We chose two new plants (gifts from our daughters to mark our wedding anniversary) which we bought during our day out last week. The clematis is called 'Parisienne' and the rose is 'Arthur Bell'.
My husband chose the rose for its strong fragrance and I love the way the petals change from a golden colour to cream as I do prefer pale coloured roses.
I'm always inspired by other gardens and the ones in Ashford-in-the-Water were very pretty especially at this time of the year. This one with the cat motif on the gate and winding path was intriguing. The house was next to the river, the old parish pump and the packhorse bridge and I expect it attracts many photographers!
22 Jun 2013
We returned to Hope this morning to see the flower pictures that had been completed and erected around the village near to old pumps and wells for the annual ceremony of well dressing. It's also the beginning of Wakes Week for the village so there was a festival atmosphere and a good time for us to visit as the road was to be closed in the afternoon for a carnival procession. The rain and wind that has returned didn't seem to be bothering the villagers I spoke to as I stopped to take photos. Wakes Week was originally the week long holiday that was given to workers in mills, factories and collieries at this time of the year, but now it's more like a Summer Festival with events that are intended to bring the whole community together.

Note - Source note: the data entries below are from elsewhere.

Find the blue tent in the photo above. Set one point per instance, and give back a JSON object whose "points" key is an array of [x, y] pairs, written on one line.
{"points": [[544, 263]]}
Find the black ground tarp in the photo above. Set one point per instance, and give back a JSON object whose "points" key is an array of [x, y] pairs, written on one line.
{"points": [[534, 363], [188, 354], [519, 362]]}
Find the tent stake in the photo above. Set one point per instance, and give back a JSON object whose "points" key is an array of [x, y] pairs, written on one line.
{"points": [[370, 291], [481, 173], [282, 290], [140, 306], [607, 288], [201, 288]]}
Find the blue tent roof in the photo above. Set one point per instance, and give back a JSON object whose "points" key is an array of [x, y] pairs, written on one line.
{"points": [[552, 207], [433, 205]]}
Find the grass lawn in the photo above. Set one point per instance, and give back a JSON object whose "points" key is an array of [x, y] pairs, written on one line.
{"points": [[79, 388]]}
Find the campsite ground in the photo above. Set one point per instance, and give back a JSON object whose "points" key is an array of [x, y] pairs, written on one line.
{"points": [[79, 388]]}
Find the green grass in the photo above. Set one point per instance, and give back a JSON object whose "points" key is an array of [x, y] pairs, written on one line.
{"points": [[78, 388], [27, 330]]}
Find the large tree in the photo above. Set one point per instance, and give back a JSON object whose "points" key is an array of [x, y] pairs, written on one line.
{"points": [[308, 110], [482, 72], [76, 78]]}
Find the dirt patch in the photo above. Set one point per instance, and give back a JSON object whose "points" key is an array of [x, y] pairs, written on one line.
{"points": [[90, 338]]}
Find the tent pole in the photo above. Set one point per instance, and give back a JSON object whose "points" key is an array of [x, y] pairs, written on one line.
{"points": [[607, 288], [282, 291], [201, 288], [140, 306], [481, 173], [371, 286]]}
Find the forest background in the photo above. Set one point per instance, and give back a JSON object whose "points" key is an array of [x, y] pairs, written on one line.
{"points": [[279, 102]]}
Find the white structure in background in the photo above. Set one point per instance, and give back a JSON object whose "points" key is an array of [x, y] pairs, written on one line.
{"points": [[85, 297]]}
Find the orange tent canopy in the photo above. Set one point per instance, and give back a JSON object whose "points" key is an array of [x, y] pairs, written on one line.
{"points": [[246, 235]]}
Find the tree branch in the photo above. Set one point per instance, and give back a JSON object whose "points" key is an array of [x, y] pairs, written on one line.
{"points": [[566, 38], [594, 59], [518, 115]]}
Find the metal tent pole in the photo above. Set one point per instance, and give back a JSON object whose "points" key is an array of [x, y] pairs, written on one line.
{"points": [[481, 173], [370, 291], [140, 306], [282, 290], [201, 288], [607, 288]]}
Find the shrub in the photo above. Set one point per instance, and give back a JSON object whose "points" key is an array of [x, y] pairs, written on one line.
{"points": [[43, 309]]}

Hope Valley - the edge of the village
Since we passed through the village on Wednesday and stopped to see the beginning of the picture making process I will start with the work in the Village Hall.

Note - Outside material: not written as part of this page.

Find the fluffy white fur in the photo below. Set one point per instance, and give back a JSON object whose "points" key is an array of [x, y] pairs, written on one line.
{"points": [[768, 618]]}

The moulds are filled with clay and sheets of paper with the designs that have been decided as the theme for that year are placed on the top. Using a craft knife the lines that make up the pattern or picture are cut through so that an imprint is left on the soft clay underneath the paper.
As the flowers and leaves hadn't been placed on the design at this point it was good to see the finished pictures.
The children from the village primary school and Hope Valley College also made pictures.
As there was a competition to make the best dressed models based on the 'scarecrow trail' idea, - the theme was 'Musicals' - many of the gardens and businesses were looking festive.
On Wednesday we visited another area in the Peak District and came across some more pictures made from flowers and other materials. Cressbrook is a small hamlet with narrow, leafy lanes that meandering down into the other dales of Water-Cum-Jolly, Monsal Dale and Miller's Dale.